American LGBT non-profit organization

The Harvard Gender and Sexuality Caucus (HGSC) is an American non-profit organization of lesbian, gay, bisexual and transgender (LGBT) Harvard University and Radcliffe College alumni/ae, faculty, staff and students. Before 2013 the name of the organization was the Harvard Gay and Lesbian Caucus (HGLC). In 2009 members and supporters of the HGSC funded an LGBT studies endowed professorship at Harvard, believed to be the first of its kind in the United States.

==History==
Formed in 1984 to pressure Harvard University to include sexual orientation in its non-discrimination policy, the HGLC's influence resulted in the President and Fellows of Harvard College's 1985 creation of a new University-wide anti-discrimination policy that included discrimination on the basis of sexual orientation. After lobbying from the HGLC, in 1993 Harvard began to offer benefits to the same-sex partners of its employees.
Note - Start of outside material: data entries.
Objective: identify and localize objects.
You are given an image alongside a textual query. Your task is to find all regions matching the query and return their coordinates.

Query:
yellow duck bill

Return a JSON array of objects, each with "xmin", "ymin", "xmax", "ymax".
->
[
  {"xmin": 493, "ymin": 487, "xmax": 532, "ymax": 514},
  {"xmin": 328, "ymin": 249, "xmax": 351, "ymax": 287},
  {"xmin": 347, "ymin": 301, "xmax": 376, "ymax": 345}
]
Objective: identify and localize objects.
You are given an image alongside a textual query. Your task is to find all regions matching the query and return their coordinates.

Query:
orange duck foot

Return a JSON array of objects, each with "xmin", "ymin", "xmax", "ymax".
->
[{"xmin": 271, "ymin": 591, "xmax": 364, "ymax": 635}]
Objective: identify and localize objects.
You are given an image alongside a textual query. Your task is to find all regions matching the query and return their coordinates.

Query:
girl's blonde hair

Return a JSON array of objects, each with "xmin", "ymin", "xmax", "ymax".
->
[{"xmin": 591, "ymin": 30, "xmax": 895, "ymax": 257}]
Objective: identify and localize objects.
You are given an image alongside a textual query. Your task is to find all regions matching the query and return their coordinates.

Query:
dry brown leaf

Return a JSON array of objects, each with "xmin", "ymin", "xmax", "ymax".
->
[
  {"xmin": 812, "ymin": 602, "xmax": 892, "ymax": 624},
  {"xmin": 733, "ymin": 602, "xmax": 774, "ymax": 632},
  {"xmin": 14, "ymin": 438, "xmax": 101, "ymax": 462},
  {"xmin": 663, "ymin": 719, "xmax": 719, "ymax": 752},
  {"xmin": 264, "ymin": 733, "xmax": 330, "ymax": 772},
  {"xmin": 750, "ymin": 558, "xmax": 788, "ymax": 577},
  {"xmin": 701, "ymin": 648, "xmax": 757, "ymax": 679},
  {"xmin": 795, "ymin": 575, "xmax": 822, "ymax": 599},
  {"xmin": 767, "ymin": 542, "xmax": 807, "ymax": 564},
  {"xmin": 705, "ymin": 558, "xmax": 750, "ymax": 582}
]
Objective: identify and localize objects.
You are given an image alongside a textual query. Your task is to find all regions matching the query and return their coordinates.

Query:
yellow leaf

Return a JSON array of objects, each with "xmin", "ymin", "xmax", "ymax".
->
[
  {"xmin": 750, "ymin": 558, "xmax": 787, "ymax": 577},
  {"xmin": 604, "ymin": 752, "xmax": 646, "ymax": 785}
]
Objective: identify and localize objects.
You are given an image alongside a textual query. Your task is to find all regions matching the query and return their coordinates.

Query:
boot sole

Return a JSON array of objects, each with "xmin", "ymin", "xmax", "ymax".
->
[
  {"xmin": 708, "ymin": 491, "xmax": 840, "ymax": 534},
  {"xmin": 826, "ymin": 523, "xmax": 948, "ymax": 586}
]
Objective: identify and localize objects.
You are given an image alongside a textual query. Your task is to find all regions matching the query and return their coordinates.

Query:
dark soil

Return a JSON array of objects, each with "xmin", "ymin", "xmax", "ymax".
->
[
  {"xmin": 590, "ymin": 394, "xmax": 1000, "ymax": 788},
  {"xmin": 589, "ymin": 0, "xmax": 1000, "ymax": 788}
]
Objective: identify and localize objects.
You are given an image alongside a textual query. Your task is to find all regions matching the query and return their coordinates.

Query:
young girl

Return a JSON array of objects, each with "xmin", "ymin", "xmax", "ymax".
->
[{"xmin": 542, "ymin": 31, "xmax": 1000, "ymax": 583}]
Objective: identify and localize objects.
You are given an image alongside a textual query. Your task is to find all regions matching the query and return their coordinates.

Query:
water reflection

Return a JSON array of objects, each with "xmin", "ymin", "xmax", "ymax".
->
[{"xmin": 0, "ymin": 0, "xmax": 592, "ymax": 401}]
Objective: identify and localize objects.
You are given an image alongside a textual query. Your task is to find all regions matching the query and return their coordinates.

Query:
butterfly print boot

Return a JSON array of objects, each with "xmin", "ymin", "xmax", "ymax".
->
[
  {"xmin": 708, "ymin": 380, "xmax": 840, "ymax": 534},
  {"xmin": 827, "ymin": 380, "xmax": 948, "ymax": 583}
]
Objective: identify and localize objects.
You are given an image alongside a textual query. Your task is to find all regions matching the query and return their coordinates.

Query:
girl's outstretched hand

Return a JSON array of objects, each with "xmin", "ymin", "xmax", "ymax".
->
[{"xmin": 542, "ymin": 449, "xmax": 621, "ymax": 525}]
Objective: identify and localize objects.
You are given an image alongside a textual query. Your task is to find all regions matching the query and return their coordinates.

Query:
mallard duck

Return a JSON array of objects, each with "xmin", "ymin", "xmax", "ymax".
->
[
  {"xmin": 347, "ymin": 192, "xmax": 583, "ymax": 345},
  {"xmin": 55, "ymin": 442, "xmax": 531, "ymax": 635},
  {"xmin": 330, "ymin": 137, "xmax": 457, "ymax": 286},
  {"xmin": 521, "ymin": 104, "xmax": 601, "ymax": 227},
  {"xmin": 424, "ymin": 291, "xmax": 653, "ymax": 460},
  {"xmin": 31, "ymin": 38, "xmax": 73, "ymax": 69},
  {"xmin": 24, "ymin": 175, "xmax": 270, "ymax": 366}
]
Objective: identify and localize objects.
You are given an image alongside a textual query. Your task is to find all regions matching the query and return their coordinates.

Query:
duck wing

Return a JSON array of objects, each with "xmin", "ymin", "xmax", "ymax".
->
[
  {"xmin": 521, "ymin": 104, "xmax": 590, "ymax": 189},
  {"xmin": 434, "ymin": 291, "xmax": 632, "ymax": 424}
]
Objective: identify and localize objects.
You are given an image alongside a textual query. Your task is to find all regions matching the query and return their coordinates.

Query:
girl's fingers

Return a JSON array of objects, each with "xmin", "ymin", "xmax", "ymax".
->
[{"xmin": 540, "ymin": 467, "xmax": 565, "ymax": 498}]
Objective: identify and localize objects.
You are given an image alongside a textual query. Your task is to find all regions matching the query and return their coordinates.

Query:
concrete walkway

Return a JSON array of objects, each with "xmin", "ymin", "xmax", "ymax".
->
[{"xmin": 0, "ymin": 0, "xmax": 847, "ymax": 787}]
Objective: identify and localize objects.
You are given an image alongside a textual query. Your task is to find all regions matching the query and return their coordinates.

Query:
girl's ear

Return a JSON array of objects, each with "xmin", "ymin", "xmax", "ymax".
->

The HGLC notes its current purposes to include advocating "a non-discriminatory and diverse academic, living and working environment at Harvard" and maintaining and expanding a network of LGBT alumni/ae. The organization also awards an annual HGLC Public Service Fellowship, and honors Harvard affiliates for contributions to the LGBT community.

In June 2009, Harvard announced that it would establish an endowed chair in LGBT studies called the F. O. Matthiessen Visiting Professorship of Gender and Sexuality, funded by a $1.5 million donation from the members and supporters of the Harvard Gay & Lesbian Caucus. Believing the post to be "the first professorship of its kind in the country," Harvard President Drew Gilpin Faust called it “an important milestone.”